Kicking is Not Winning: Virginia 17, Penn State 16

Photo credit: Mike Pettigano/BSD

After a close loss, teams will typically look at a couple plays that, if they'd just gone the other way, would've flipped the score in their favor. Penn State now has five missed opportunities staring them in the face, and they all came off the right foot of Sam Ficken.

For the first 45 minutes of this game, it seemed like the Nittany Lions were reading off the same script as last week. Just like in that opener against Ohio, Penn State dominated in the first half, but failed to take advantage of opportunities. Ficken missed a couple field goals, and even given short fields time and time again, Penn State failed to convert.
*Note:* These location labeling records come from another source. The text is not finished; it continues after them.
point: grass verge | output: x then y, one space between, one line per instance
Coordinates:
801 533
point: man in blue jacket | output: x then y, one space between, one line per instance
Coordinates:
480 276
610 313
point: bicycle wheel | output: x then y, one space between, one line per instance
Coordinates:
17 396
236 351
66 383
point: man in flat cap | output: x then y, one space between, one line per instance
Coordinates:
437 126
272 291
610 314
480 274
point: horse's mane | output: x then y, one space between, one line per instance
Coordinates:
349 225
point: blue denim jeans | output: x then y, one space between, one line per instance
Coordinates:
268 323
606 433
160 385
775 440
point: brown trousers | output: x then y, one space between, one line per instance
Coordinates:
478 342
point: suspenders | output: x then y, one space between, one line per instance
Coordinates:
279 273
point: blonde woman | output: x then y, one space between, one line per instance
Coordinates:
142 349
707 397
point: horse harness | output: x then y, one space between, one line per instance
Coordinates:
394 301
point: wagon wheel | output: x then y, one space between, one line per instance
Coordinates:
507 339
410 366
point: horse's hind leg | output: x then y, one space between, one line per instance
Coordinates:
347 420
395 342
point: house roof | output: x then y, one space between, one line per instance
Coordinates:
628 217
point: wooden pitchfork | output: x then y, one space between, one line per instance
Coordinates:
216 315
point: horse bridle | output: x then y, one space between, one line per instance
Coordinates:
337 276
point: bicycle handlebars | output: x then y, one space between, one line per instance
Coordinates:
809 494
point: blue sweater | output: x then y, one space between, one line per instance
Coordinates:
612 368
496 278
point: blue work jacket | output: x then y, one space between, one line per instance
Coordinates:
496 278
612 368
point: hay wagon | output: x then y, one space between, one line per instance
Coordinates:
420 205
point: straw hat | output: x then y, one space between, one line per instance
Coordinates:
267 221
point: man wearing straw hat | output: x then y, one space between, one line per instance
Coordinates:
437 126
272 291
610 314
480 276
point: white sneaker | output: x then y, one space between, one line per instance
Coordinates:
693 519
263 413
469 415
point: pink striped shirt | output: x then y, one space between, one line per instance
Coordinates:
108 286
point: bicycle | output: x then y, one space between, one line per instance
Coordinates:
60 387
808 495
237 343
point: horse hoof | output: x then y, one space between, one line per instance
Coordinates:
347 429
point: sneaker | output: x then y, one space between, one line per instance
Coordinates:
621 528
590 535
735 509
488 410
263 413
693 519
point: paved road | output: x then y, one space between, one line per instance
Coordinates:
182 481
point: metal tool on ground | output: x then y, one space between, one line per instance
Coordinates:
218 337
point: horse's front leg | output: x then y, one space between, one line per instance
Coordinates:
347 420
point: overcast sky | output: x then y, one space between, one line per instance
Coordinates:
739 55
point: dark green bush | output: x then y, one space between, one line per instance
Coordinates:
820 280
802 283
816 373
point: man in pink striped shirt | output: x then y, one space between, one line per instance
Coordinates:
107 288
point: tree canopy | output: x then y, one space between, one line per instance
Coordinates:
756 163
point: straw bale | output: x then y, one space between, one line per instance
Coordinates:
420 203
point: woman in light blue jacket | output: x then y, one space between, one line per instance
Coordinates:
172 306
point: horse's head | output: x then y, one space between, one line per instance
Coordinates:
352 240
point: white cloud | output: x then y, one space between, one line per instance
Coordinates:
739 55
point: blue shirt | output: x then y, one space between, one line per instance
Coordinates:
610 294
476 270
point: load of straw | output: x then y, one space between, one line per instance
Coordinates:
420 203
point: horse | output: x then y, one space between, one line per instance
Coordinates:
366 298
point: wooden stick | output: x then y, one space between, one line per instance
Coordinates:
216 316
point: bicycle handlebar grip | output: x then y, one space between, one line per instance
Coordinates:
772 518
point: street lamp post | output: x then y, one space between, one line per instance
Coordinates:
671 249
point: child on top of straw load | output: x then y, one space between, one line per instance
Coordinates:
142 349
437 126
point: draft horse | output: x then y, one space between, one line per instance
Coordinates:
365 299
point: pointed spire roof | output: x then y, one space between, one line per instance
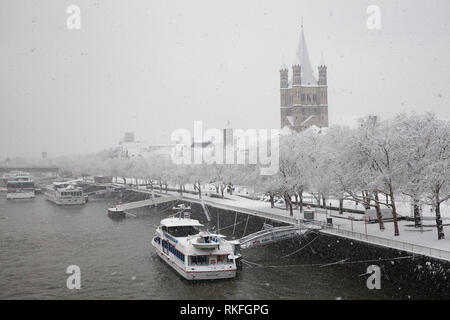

What could have been 10- or 14- or even 21-3 was a mere 7-3 lead for the Lions as they headed into the locker room at halftime.

Then, just as Frank Solich and staff did a week ago, Mike London made the adjustments necessary to take control of the game. A quick, way-too-easy touchdown drive for the 'Hoos opened the second half, and Penn State's offense failed to finish off drives.

As the fourth quarter rolled around, though, a new script was written: the offense came back, as Allen Robinson made a sensational catch to reel in a 30-yard touchdown (but the extra point was blocked). Sam Ficken even hit a field goal! The defense stopped UVa in its tracks, and forced turnovers! And the Lions led 16-10. But the Ted Roof defense couldn't hold it, and with under a minute and a half to play, UVA took a 17-16 lead.

But this is winning time, and there's no winner like Matt McGloin. The offense ran the two-minute drill with aplomb, getting the ball down to the 25-yard line, giving Sam Ficken one last chance to redeem himself...

And he failed. Miserably. Fantastic.

Granted, Ficken will take all the heat for this one, but it's worth noting that Penn State forced four turnovers inside the UVA 30-yard line and came away with only 3 points. The missed field goals didn't help, but the offense could've really helped out by pounding out a touchdown.

On to the grades:

Quarterbacks: B+. Matt McGloin played through a banged-up elbow, mostly out of necessity, but he was more than servicable, especially on the final drive. His final line, 19-35 for 197 yards, is marred by drops. This was the kind of performance Penn State ought to be able to expect from McGloin moving forward. And Steven Bench wasn't awful!

Running Backs: B-. With no Bill Belton, one might've expected Penn State to emphasize the passing game. Instead, they ran the ball more than they passed it. Neither Derek Day, nor Curtis Dukes, who took the load after Day got banged up, had great days, but they allowed the Bill O'Brien offense to avoid being too one-dimensional.

Receivers: C+. A few drops here and there won't kill you, but there were about a half dozen from this unit, and Allen Robinson was the worst offender. Robinson's touchdown catch was fantastic, but there were few big plays coming out of this group.

Offensive Line: B+. The line allowed a pair of sacks, but generally gave McGloin as much time in the pocket as he needed. The only thing holding it back was a struggle to win the initial battles up front in the running game, resulting in a whole lot of stuffs.

Defensive Line: A. Michael Rocco was under pressure most of the day, the UVA run game was often stopped before it had a chance to get going, and Jordan Hill even added an interception. What more could you ask from this group? A coming out party for Deion Barnes? Okay, that too.

Linebackers: A. Michael Mauti came to play today, and so did Gerald Hodges. Glenn Carson and Mike Hull both contributed with huge plays. After being neutralized last week by the spread attack of Ohio, we finally saw how good this group can be, forcing fumbles and making plays left and right.

Defensive Backs: D. Any time Michael Rocco had time in the pocket, there was, without fail, a receiver open down the field. The Cavaliers converted on 3rd and 20 and 3rd and 16, and picked apart the PSU D on their final, game-winning drive. And it's not the players' fault, but it's hard to stop even short passes when you're giving a 10-yard cushion.

Special Teams: F. Sam Ficken, my heart goes out to you, but it's hard to mince words about that performance. That was hideously awful. Alex Butterworth wasn't much better, shanking two of his three punts, and the return game was non-existent. But for now, those both take a back seat to Sam Ficken's performance. You can't often say that one player singlehandedly lost a game for his team , but Sam Ficken did.

Coaching: B+. Ted Roof's defense failed miserably at making plays when it mattered, but for most of the game, Penn State absolutely dominated. You can't blame the coaches for Ficken's missed field goals--in fact, sending Ficken out there after he'd already missed 3 took brass balls from O'Brien, and when he hit that one, the decision was vindicated. And the offense converted three of four 4th down tries, including a gutsy-as-hell fake punt, and even tried a flea-flicker. Not too shabby.